Liquid biopsy is just as good as traditional tumor testing at identifying microsatellite instability (MSI), an important biomarker used to predict response to immunotherapy regardless of tumor type. That’s according to a validation study that included nearly 1,000 patients. Researchers incorporated pan-cancer MSI detection into the 74-gene panel Guardant 360 liquid biopsy assay. They identified MSI status with 98 percent accuracy compared to tissue testing across a variety of cancer types. The results were published today in Clinical Cancer Research, a journal of the American Association for Cancer Research.
The results are particularly important given the Food and Drug Administration’s 2017 tissue-agnostic approval of Merck’s ground-breaking immunotherapy drug, Keytruda (pembrolizumab), for patients with MSI-high tumors. Evaluation of MSI status, which is typically performed via tumor biopsy, is underutilized for several reasons, said co-author Scott Kopetz, M.D., Ph.D., associate professor of Gastrointestinal Medical Oncology at The University of Texas MD Anderson Cancer Center in a press release.

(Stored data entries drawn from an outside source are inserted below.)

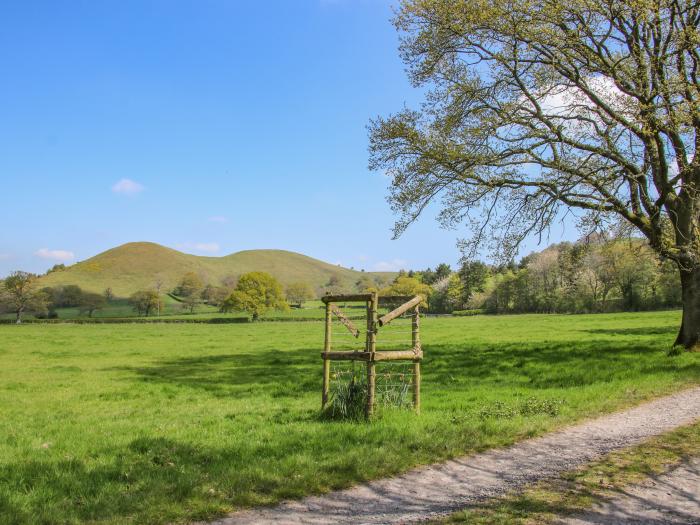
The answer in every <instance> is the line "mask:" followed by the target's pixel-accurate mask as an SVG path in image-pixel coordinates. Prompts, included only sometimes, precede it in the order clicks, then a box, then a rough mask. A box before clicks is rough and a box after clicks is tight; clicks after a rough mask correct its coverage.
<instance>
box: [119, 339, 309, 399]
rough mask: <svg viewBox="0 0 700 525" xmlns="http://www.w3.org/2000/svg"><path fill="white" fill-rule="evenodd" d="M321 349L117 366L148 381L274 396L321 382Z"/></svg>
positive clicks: (161, 383) (299, 388)
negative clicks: (138, 364)
mask: <svg viewBox="0 0 700 525" xmlns="http://www.w3.org/2000/svg"><path fill="white" fill-rule="evenodd" d="M312 356H319V352H318V349H314V350H310V349H305V350H300V351H298V352H288V351H286V352H279V351H274V350H273V351H264V352H259V353H236V354H218V355H209V356H202V357H187V358H180V359H169V360H163V361H160V363H159V364H156V365H155V366H148V367H128V366H125V367H116V368H110V369H108V370H117V371H123V372H129V373H133V374H135V377H136V378H137V379H138V380H140V381H144V382H147V383H160V384H171V385H175V386H182V387H188V388H195V389H200V390H205V391H208V392H209V393H211V394H212V395H215V396H229V395H231V394H234V393H240V392H254V391H259V390H260V391H264V392H265V393H267V395H271V396H273V397H276V396H285V395H296V394H299V393H302V392H305V391H309V390H313V389H316V388H317V387H318V385H319V384H320V377H321V376H320V369H321V367H320V363H321V358H320V356H319V357H318V359H314V358H313V357H312Z"/></svg>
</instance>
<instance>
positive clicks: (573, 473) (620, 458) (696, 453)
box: [432, 423, 700, 525]
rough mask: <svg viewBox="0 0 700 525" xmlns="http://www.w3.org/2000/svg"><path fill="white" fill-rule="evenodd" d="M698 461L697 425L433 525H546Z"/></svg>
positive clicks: (656, 439) (604, 458)
mask: <svg viewBox="0 0 700 525" xmlns="http://www.w3.org/2000/svg"><path fill="white" fill-rule="evenodd" d="M698 456H700V423H696V424H694V425H691V426H687V427H683V428H681V429H678V430H676V431H674V432H671V433H668V434H664V435H663V436H659V437H657V438H653V439H651V440H648V441H647V442H645V443H643V444H641V445H638V446H635V447H631V448H628V449H624V450H620V451H616V452H613V453H611V454H608V455H606V456H605V458H603V459H602V460H600V461H597V462H595V463H592V464H589V465H586V466H585V467H582V468H580V469H577V470H575V471H572V472H567V473H565V474H564V475H562V477H561V478H560V479H557V480H554V481H551V480H549V481H542V482H538V483H536V484H535V485H533V486H532V487H529V488H528V489H526V490H525V491H524V492H522V493H520V494H514V495H510V496H506V497H504V498H499V499H496V500H492V501H489V502H487V503H485V504H482V505H476V506H474V507H470V508H469V509H466V510H464V511H462V512H458V513H456V514H454V515H452V516H450V517H449V518H446V519H443V520H437V521H433V522H432V523H433V524H434V525H439V524H442V525H446V524H457V523H469V524H476V525H486V524H504V525H516V524H533V525H534V524H541V525H545V524H550V523H555V522H556V521H557V520H558V519H559V518H561V517H563V516H569V515H572V514H578V513H581V512H583V511H585V510H587V509H589V508H591V507H592V506H593V505H594V504H596V503H599V502H601V501H603V500H605V499H609V498H614V497H615V496H618V495H619V494H620V491H622V490H623V489H624V488H625V487H627V486H629V485H631V484H634V483H640V482H642V481H643V480H644V479H646V478H648V477H650V476H655V475H659V474H662V473H664V472H666V471H667V470H670V469H671V468H673V467H675V466H677V465H680V464H681V463H682V462H684V461H687V460H688V459H689V458H692V457H698Z"/></svg>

Lack of patient awareness, inherent invasiveness of traditional biopsy and a lack of routine genetic tumor profiling all contribute to the underutilization of MSI status. Liquid biopsy promises to change that.

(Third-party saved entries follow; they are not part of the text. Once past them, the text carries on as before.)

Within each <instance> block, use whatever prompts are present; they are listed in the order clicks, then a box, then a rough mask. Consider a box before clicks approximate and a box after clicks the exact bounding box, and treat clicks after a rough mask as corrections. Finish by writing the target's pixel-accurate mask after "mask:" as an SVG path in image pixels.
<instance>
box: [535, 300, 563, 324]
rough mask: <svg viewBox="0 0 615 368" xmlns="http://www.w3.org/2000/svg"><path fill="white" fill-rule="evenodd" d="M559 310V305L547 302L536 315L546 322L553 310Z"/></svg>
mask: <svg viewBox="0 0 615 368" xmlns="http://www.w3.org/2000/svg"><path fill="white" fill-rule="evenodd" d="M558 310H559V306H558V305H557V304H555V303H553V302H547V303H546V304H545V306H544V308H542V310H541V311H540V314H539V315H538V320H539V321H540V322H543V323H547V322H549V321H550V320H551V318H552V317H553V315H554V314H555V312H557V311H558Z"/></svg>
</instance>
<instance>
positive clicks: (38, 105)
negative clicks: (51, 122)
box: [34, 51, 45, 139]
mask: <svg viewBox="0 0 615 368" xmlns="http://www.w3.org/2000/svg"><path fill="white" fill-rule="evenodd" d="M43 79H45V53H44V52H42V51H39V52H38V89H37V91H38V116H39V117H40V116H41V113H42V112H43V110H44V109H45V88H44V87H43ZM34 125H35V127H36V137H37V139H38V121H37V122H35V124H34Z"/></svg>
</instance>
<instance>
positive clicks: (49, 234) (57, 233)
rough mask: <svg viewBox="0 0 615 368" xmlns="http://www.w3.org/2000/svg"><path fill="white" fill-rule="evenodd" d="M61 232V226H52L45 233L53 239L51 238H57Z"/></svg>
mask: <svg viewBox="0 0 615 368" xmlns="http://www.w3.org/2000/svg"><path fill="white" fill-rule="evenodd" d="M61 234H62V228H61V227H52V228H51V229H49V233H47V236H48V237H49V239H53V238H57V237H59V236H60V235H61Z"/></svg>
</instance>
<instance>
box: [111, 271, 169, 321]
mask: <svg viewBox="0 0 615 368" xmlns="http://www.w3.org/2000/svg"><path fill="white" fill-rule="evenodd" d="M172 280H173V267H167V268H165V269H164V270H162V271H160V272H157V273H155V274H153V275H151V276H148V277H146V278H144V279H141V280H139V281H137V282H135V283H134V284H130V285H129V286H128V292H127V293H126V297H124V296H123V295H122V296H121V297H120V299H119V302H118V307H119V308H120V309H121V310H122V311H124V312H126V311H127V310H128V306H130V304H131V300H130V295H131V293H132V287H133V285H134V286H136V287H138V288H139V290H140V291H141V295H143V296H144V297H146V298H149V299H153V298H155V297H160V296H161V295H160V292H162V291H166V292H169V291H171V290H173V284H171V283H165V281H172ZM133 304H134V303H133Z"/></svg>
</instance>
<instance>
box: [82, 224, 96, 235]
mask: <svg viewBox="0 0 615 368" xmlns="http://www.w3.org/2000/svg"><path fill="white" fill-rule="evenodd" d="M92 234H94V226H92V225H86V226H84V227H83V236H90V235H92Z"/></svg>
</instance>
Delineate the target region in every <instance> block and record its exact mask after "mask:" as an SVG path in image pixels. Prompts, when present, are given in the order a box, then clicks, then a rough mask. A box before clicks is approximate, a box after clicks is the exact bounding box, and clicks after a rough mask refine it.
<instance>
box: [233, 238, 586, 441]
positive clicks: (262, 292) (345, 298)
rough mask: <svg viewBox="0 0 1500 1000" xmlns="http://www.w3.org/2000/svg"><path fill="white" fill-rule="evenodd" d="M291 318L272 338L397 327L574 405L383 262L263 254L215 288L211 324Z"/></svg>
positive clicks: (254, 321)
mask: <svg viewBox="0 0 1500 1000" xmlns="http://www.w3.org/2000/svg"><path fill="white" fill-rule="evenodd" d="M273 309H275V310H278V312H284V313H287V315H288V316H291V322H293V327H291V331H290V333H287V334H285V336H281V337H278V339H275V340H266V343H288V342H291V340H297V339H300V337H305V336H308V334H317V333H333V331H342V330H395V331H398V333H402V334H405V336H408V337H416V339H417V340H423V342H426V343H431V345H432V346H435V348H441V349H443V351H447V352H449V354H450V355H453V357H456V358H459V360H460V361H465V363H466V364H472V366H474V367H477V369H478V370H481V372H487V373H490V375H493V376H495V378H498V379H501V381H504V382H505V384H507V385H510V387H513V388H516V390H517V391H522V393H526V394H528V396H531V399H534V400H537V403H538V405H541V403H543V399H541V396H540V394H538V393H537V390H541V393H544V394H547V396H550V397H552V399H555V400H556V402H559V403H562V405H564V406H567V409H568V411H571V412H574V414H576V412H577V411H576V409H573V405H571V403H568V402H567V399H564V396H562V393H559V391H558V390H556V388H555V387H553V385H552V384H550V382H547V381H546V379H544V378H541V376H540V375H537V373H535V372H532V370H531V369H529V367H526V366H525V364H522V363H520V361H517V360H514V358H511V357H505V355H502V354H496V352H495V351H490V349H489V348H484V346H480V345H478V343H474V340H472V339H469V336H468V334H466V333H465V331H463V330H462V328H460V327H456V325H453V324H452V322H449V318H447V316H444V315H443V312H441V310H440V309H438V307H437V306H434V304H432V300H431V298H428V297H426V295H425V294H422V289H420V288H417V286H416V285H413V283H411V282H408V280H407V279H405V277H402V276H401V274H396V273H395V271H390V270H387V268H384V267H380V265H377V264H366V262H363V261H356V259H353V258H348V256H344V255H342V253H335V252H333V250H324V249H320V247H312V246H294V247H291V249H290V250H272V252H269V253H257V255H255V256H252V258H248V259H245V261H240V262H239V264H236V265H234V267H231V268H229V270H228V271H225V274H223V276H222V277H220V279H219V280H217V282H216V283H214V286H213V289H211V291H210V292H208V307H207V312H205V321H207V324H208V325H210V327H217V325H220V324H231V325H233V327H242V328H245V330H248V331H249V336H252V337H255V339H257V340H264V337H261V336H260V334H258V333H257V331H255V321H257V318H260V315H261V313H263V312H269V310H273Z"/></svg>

“The addition of MSI detection into a routine, noninvasive sequencing panel following the diagnosis of metastatic cancer could direct clinicians to prescribe immunotherapy and provide patients with better outcomes,” Kopetz said. MSI-High tumors account for about 1 percent of tumors, those who could benefit from immunotherapy treatment are not being identified. “By adding MSI testing into a non-invasive screening panel, clinicians can routinely scan for this prognostic factor without ordering a separate test,” added Kopetz.
Immunotherapy is especially critical for patients with advanced cancer. “The addition of MSI detection increases the utility of the assay to direct clinicians beyond targeted therapies to include immunotherapies,” said co-author Martina Lefterova, MD, PhD, in the press release. Leferova is laboratory director and medical director at Guardant Health in Redwood City, California. The results show, she said, that the guardant 360 test “can deliver valid MSI-high results that can be used to guide treatment planning for patients with advanced cancer,”
To validate the addition of MSI detection to the assay, researchersperformed pan-cancer MSI detection using Guardant360 was analytically validated according to established guidelines and clinically validated using 1,145 cfDNA samples for which tissue MSI status based on standard-of-care tissue testing was available.Out of 949 patients that could be evaluated, cfDNA testing accurately detected 87 percent (71/82) of tissue MSI-High and 99.5 percent of tissue microsatellite stable (863/867) for an overall accuracy of 98 percent (934/949) and a positive predictive value of 95% (71/75).
Researchers also validated the clinical relevance of cfDNA-based MSI detection by reporting the clinical outcomes of immunotherapy in 16 MSI-High gastric cancer patients. They found 63 percent (10/16) of patients achieved complete or partial remission with sustained clinical benefit.
The validation of Guardant360’s MSI detection methods is an important achievement in the development of liquid biopsy technology. Chromosomal positions most often associated with MSI are made up of highly repetitive genomic sequences. Because circulating tumor DNA (ctDNA) fragments are generally much shorter than tissue-derived tumor DNA, accurately mapping these fragments to the genome required innovations in panel design, DNA capture, and bioinformatics analysis.
“Millions of microsatellites exist throughout the genome, but most of them are poorly suited for blood-based clinical genomic analysis,” Kopetz explained. “These results show that a carefully designed panel, combined with efficient DNA-capture biochemistry, and sophisticated bioinformatics tools allow for accurate, sensitive MSI detection.”